Sólo un compositor como el italiano era capaz de poner en solfa la hipocresía de la sociedad del momento, mediados del siglo XIX, que se llevó las manos a la cabeza el día del estreno, resumido en un sonoro fiasco. Así enviaba sus impresiones en una misiva a su amigo De Sancti: «En Venecia estoy haciendo la “Dame aux Camélias” que tendrá por título tal vez “Traviata”. Un tema del momento. Cualquier otro tal vez no lo habría hecho por los trajes, por los ritmos y por mil otros estúpidos escrúpulos... Yo lo hago con sumo placer. Todos gritaron cuando propuse poner en el escenario a un jorobado. Pues bien, yo me sentía feliz de escribir “Rigoletto”».

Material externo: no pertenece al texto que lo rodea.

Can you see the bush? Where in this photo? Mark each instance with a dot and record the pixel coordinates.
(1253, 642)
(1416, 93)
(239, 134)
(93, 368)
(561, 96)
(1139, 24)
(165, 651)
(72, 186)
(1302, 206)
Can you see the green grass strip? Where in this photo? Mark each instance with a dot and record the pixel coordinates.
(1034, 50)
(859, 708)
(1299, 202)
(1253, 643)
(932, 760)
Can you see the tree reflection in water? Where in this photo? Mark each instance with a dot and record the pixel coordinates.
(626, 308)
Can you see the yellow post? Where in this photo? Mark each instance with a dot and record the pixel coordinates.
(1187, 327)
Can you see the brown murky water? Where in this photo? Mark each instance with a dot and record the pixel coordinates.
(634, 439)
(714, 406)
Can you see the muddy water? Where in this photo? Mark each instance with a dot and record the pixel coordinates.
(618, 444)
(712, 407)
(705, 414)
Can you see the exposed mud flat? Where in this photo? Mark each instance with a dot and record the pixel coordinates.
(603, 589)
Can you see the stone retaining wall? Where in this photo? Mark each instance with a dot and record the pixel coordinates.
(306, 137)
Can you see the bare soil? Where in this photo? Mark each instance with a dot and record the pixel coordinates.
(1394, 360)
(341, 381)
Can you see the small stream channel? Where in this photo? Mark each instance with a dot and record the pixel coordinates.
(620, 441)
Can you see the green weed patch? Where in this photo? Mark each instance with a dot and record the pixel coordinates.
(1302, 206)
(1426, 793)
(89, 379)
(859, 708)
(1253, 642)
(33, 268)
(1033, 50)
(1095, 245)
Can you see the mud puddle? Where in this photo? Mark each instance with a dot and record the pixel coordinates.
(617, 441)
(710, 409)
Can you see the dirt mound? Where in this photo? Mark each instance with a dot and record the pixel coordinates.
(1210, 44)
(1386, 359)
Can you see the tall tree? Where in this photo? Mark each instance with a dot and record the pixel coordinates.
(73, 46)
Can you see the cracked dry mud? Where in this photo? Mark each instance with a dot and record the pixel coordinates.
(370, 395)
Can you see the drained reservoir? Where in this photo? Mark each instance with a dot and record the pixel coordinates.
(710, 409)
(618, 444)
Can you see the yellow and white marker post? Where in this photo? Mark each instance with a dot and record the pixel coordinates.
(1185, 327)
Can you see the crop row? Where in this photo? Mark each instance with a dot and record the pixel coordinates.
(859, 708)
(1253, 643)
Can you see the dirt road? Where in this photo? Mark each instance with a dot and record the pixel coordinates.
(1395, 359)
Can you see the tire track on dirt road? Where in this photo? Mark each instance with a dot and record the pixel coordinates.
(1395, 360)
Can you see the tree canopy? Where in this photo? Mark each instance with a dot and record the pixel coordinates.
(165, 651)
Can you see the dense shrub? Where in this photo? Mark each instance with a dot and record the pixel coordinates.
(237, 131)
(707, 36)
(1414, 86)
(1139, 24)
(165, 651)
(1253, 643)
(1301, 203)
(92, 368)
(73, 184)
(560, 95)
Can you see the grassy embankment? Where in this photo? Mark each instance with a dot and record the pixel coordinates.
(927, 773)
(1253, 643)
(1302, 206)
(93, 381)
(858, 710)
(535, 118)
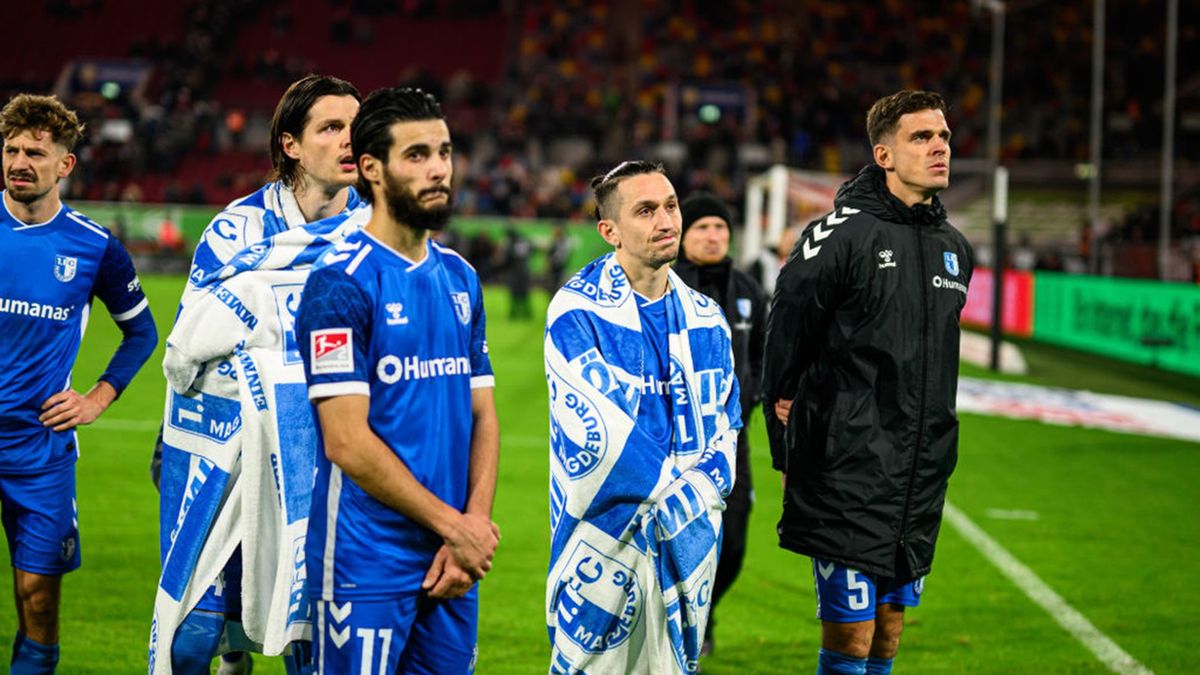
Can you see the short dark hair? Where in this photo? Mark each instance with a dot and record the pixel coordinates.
(885, 115)
(605, 186)
(29, 112)
(371, 131)
(292, 115)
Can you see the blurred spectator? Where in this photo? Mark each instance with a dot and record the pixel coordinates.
(516, 273)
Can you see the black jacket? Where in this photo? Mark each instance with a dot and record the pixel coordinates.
(864, 336)
(745, 309)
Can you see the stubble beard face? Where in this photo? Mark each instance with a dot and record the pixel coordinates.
(406, 208)
(24, 195)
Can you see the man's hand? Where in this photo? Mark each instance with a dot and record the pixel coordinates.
(783, 410)
(445, 579)
(67, 410)
(472, 544)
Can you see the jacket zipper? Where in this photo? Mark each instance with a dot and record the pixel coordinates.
(924, 386)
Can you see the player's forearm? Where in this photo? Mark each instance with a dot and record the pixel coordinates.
(485, 454)
(138, 341)
(102, 394)
(373, 467)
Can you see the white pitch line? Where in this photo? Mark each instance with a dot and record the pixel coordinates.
(1109, 652)
(123, 424)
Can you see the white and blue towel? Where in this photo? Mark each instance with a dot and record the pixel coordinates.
(239, 441)
(635, 527)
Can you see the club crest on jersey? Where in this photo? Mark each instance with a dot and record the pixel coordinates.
(65, 268)
(333, 351)
(599, 599)
(952, 262)
(396, 314)
(462, 306)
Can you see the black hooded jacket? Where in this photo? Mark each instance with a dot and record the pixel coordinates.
(745, 309)
(863, 335)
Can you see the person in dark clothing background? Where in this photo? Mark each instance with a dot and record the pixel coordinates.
(707, 267)
(516, 273)
(861, 376)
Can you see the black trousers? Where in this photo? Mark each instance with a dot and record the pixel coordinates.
(737, 520)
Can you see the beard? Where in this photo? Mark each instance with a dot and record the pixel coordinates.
(25, 193)
(406, 207)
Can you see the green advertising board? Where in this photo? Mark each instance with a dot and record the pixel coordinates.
(139, 226)
(1147, 322)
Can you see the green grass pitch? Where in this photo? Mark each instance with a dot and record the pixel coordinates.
(1117, 526)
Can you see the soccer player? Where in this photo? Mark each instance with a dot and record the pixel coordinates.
(707, 267)
(393, 336)
(312, 179)
(859, 383)
(643, 419)
(58, 262)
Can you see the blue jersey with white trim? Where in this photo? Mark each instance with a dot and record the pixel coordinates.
(264, 213)
(412, 338)
(54, 269)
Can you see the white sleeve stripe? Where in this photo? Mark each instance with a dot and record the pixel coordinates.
(327, 389)
(76, 217)
(137, 309)
(358, 260)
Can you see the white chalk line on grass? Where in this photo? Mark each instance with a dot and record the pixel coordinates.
(103, 424)
(1109, 652)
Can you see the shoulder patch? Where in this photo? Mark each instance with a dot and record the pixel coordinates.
(331, 351)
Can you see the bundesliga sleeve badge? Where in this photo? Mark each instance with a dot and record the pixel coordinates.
(331, 351)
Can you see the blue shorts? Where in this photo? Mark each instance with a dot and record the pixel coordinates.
(408, 634)
(849, 596)
(41, 520)
(225, 595)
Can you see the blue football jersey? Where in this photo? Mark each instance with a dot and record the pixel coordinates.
(264, 213)
(412, 338)
(53, 270)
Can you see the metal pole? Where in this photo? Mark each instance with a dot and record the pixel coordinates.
(1164, 201)
(999, 219)
(1093, 185)
(995, 101)
(995, 85)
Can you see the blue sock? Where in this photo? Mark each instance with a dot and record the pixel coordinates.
(196, 643)
(299, 659)
(879, 665)
(30, 657)
(837, 663)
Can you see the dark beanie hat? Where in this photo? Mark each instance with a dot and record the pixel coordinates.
(701, 204)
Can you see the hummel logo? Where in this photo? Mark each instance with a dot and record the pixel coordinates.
(394, 311)
(820, 233)
(825, 568)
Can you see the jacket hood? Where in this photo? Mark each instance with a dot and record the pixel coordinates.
(869, 192)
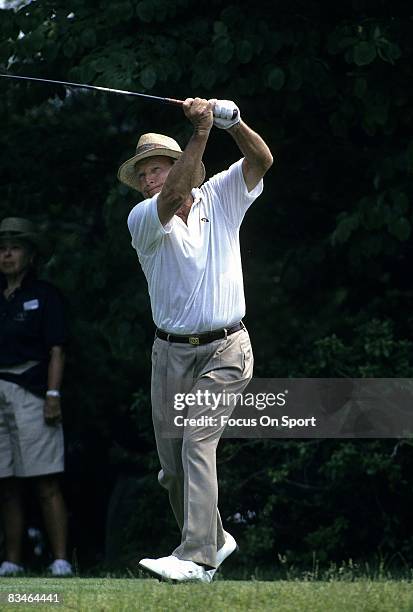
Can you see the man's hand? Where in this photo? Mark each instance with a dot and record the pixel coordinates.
(226, 114)
(199, 113)
(52, 412)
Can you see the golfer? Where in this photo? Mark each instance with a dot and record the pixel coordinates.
(186, 235)
(32, 336)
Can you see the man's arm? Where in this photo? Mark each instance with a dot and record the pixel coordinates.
(257, 156)
(52, 410)
(179, 182)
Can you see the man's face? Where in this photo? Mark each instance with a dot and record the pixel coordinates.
(152, 173)
(15, 257)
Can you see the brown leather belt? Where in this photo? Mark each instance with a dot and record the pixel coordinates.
(197, 339)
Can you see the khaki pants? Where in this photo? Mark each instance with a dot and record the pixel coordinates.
(189, 463)
(28, 447)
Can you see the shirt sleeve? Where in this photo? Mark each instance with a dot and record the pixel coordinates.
(145, 227)
(232, 192)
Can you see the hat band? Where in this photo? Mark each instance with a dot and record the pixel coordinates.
(150, 147)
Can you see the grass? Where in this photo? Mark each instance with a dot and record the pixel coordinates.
(124, 595)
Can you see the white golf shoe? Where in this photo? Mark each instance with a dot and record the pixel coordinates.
(172, 568)
(225, 551)
(7, 568)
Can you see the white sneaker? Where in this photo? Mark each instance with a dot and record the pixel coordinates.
(225, 551)
(7, 568)
(172, 568)
(60, 567)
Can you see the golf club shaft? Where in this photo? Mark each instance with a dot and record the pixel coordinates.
(105, 89)
(97, 88)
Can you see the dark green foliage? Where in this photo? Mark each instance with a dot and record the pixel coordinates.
(326, 249)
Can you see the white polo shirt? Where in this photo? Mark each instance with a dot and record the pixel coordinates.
(194, 271)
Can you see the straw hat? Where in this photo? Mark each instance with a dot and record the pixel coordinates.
(17, 228)
(150, 145)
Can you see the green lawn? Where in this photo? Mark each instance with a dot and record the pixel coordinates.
(104, 594)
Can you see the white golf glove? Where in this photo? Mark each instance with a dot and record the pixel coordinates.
(226, 114)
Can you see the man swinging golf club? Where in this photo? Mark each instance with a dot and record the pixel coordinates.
(186, 235)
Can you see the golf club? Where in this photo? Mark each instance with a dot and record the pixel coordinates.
(105, 89)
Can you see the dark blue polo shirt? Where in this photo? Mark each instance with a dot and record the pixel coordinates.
(32, 320)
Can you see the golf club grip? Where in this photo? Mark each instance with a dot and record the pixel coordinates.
(180, 102)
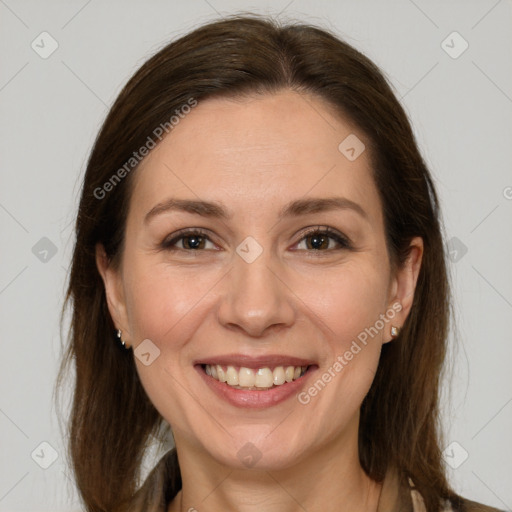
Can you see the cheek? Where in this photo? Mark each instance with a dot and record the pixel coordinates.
(347, 300)
(165, 303)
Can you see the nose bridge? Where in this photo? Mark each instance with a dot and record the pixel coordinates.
(255, 297)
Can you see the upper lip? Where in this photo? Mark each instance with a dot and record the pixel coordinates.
(255, 362)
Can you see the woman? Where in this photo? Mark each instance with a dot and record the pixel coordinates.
(259, 232)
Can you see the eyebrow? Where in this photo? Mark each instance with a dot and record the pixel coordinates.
(293, 209)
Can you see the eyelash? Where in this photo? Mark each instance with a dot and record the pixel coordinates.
(343, 242)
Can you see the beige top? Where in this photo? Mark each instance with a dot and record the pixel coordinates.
(157, 492)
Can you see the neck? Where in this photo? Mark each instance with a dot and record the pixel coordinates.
(318, 482)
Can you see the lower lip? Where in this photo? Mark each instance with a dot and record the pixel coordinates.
(255, 399)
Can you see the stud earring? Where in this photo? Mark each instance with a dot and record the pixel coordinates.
(123, 343)
(395, 331)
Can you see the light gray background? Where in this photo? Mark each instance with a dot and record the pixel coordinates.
(51, 109)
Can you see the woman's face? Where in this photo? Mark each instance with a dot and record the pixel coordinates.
(262, 286)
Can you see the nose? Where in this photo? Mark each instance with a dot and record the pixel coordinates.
(256, 298)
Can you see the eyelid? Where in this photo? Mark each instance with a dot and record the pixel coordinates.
(340, 238)
(343, 241)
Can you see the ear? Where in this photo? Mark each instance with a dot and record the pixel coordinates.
(114, 292)
(402, 287)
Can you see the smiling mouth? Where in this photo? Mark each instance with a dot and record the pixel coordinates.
(260, 379)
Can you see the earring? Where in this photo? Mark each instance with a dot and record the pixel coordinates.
(395, 331)
(123, 343)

En 2003 este título ya subió al escenario del Teatro Real de la mano de Norah Amsellen (Angela Georghiu se descolgó de la producción aduciendo su tono «vulgar»), José Bros y Renato Bruson como trío protagonista; López Cobos en el foso y Pier Luiggi Pizzi en la escena. Ahora son tres los repartos que se alternarán para dar vida a los protagonistas: las Violettas son Ermonela Jaho, Irina Lungu y Venera Gimadieva; como Alfredo Germont, Francesco Demuro, Antonio Gandía y Teodor Illincai, y en el papel del padre del enamorado, Giorgio Germont, cantarán Juan Jesús Rodríguez, Ángel Ódena y Leo Nucci. En el foso, el director Renato Palumbo y como regista de esta coproducción (del Real, Liceo, Scottish Opera de Glasgow y Welsh National Opera de Cardiff), David McVicar.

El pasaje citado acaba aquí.